Schließlich muss der Antragsteller im Rahmen seines Leistungsvermögens bereit sein, zumutbare Beschäftigungen anzunehmen und an Eingliederungsmaßnahmen teilzunehmen, darf also bei einem noch vorhandenen Restleistungsvermögen nicht generell jede Arbeitsbereitschaft oder Eigenbemühungen ausschließen. Derartige Anforderungen dürften aber nur in Ausnahmefällen in Betracht kommen.
Ausnahmen gelten hinsichtlich der im Allgemeinen geforderten Erreichbarkeit. Das Arbeitslosengeld nach der Nahtlosigkeitsregelung wird danach auch dann gezahlt, wenn sich der Leistungsberechtigte aus Gründen, die auf der Leistungsminderung beruhen (z.

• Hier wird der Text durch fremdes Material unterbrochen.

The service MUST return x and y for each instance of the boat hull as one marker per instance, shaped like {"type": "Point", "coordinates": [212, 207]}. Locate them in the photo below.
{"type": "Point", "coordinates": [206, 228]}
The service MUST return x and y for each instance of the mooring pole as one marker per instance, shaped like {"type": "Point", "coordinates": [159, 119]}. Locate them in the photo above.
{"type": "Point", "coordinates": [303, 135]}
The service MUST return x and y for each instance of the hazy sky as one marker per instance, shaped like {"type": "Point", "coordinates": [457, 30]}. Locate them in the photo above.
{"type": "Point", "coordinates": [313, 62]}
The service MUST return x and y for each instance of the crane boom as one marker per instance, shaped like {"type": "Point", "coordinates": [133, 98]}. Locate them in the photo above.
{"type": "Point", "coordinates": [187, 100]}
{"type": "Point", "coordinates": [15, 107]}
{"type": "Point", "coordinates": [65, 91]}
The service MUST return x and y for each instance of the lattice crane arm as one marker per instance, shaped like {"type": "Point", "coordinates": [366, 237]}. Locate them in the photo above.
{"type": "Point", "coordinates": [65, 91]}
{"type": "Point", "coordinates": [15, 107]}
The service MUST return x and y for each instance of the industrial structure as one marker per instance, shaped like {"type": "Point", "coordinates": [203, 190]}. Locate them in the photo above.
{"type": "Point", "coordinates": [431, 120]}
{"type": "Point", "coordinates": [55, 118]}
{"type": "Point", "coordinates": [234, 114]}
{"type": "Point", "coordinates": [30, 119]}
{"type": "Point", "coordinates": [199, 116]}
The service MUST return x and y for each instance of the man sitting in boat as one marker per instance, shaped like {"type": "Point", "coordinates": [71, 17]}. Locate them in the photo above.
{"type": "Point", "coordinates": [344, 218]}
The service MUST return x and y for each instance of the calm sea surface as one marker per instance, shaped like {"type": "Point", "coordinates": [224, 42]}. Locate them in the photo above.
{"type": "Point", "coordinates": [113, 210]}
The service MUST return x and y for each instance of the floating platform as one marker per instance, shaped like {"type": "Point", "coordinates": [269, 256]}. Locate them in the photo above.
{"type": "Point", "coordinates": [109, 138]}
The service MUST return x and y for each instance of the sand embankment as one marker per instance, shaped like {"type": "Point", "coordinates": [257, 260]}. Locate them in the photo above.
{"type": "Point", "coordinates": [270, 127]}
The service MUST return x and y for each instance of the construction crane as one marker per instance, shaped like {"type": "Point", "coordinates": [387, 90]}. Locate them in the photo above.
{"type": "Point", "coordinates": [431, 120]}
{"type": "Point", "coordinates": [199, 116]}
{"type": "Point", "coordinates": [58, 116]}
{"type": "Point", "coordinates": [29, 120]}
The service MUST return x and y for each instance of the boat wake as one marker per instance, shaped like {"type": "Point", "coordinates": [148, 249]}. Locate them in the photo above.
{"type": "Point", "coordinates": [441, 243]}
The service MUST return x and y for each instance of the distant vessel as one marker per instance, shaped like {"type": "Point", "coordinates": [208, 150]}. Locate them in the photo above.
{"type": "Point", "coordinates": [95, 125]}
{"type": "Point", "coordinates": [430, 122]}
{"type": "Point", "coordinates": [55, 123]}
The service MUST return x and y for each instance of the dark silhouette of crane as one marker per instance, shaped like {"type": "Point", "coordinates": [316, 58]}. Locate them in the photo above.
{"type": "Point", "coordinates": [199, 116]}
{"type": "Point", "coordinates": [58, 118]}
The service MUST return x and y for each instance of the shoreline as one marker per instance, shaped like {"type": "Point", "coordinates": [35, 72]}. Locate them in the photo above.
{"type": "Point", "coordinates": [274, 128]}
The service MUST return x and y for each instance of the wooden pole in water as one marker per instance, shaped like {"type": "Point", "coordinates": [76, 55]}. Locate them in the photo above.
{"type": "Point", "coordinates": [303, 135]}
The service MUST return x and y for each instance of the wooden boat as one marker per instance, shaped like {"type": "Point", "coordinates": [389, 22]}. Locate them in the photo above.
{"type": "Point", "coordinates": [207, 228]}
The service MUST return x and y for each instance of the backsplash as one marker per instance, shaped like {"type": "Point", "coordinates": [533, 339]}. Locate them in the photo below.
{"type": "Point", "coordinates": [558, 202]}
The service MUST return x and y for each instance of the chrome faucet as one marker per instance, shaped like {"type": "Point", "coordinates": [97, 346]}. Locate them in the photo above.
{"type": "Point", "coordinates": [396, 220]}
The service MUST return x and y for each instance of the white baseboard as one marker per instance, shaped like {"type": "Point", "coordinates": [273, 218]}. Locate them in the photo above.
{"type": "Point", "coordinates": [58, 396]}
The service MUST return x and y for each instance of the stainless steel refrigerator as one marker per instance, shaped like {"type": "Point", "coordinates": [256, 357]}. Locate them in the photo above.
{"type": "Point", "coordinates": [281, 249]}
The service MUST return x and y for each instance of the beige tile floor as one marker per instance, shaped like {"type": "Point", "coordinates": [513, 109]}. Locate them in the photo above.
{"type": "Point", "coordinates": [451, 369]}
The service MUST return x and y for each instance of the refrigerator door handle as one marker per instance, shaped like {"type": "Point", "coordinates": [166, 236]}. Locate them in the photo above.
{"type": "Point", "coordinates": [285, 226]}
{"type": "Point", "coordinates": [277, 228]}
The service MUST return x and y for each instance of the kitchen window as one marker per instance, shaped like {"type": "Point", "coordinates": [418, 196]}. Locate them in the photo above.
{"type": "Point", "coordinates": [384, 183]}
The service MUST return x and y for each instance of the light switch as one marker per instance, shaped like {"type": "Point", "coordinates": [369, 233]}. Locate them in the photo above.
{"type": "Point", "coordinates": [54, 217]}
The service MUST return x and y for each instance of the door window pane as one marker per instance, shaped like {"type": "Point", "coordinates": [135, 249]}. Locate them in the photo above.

B. Krankenhausbehandlung), außerhalb des Nahbereichs der zuständigen Agentur für Arbeit aufhält.
2.1.1 Fortbestehen des Arbeitsverhältnisses
Endet während eines Arbeitsverhältnisses des Arbeitnehmers die Höchstanspruchsdauer auf Krankengeld, muss das Arbeitsverhältnis nicht beendet werden, um Arbeitslosengeld nach der Nahtlosigkeitsregelung zu beziehen. Ein Aufrechterhalten der "rechtlichen Hülle Arbeitsverhältnis" kann z. B. dann sinnvoll sein, wenn der Arbeitnehmer dadurch Anwartschaften bei einer betrieblichen...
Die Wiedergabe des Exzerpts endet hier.